Wednesday, 9 November 2022

Questions About the San Casciano dei Bagni Excavations


Photos have emerged on social media purporting to show how Italian archaeologists are treating the coins excavated from the series of votive deposits at San Casciano dei Bagni and it is not a pretty sight. How is this site being "excavated"? There is no sign that these artefacts are all individually labelled by the excavators and each one tied in to a specific findspot and layer and the surrounding content of the layers so the mechanisms of deposition in the accumulated sediments can be studied. In the photo, one can see how these loose coins have been dumped into a rough stone basin through which somebody is rifling, grabbing handfuls to make a pretty photo.
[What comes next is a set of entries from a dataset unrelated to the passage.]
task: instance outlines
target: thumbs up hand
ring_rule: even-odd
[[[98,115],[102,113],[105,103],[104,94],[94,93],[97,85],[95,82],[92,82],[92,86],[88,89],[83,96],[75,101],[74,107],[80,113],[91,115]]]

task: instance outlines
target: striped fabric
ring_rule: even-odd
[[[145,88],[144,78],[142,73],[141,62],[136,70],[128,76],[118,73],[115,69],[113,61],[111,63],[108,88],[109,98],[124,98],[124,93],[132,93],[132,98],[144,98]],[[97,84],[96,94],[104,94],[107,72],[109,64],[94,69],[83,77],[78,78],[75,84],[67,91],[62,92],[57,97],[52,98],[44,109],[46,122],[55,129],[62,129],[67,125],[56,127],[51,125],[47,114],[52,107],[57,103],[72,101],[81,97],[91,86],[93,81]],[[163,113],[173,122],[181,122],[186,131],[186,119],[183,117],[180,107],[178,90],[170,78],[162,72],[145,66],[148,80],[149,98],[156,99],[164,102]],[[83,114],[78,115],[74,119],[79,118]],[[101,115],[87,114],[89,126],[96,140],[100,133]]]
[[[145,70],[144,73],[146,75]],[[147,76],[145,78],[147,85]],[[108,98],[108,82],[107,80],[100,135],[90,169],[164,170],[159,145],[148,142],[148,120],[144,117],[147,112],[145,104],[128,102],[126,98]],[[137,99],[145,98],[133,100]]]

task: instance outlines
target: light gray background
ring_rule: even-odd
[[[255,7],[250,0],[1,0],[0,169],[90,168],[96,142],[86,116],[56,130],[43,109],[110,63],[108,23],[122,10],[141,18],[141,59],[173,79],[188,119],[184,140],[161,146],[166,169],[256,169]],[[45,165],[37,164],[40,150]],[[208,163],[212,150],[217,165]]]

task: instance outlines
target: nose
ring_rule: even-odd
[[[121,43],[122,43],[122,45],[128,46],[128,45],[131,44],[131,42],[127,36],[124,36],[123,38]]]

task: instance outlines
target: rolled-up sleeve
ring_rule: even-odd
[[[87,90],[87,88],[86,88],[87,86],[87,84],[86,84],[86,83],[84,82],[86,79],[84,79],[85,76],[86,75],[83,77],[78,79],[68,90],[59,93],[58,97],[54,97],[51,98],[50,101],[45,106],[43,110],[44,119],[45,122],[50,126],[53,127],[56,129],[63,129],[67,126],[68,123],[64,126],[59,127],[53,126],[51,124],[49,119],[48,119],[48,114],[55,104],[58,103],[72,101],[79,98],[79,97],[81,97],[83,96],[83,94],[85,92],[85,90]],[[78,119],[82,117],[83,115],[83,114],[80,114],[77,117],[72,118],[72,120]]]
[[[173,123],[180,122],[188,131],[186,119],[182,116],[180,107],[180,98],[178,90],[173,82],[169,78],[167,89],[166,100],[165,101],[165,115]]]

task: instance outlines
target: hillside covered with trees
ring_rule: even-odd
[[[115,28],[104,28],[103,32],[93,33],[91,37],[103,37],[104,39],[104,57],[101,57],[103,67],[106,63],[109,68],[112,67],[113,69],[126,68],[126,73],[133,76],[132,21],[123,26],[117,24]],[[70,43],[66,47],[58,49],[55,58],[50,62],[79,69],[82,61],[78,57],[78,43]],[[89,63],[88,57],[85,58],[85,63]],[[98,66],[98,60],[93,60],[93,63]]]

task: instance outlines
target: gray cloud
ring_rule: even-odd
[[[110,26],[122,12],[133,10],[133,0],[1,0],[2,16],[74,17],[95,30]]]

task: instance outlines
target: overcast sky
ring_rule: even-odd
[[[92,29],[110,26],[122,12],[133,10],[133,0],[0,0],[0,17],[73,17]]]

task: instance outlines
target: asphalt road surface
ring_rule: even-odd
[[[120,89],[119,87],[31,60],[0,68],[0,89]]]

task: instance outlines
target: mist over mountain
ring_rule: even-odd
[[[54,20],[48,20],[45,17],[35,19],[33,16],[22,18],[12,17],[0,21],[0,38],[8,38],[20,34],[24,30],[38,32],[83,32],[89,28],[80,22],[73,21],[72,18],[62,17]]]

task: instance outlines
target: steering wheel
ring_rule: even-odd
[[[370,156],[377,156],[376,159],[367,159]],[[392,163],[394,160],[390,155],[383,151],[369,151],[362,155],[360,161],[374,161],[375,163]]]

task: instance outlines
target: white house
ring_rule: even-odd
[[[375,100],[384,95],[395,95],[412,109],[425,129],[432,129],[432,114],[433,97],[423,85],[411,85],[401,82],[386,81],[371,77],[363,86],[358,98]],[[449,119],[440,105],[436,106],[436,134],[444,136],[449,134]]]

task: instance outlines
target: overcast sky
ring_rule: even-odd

Is this investigation too nothing but a giant treasure hunt? 


  

Pretty chaotic looking site, handfuls of unlabelled coins: ArcheoCafe on Facebook 

If these really are a heap of loose coins extracted from the deep stratigraphic sequence in the spring deposits, think the archaeological community (for example the EAA at the bequest of the University of Siena and Italian monument conservation services) should urgently take an interest in the methods used on this site, because on the evidence of what is in the public domain, this does not look like this significant series of deposits is being examined and documented with the required attention to detail. If so, that would be scandalous. If the job cannot be done properly with the resources available, better to leave the site alone.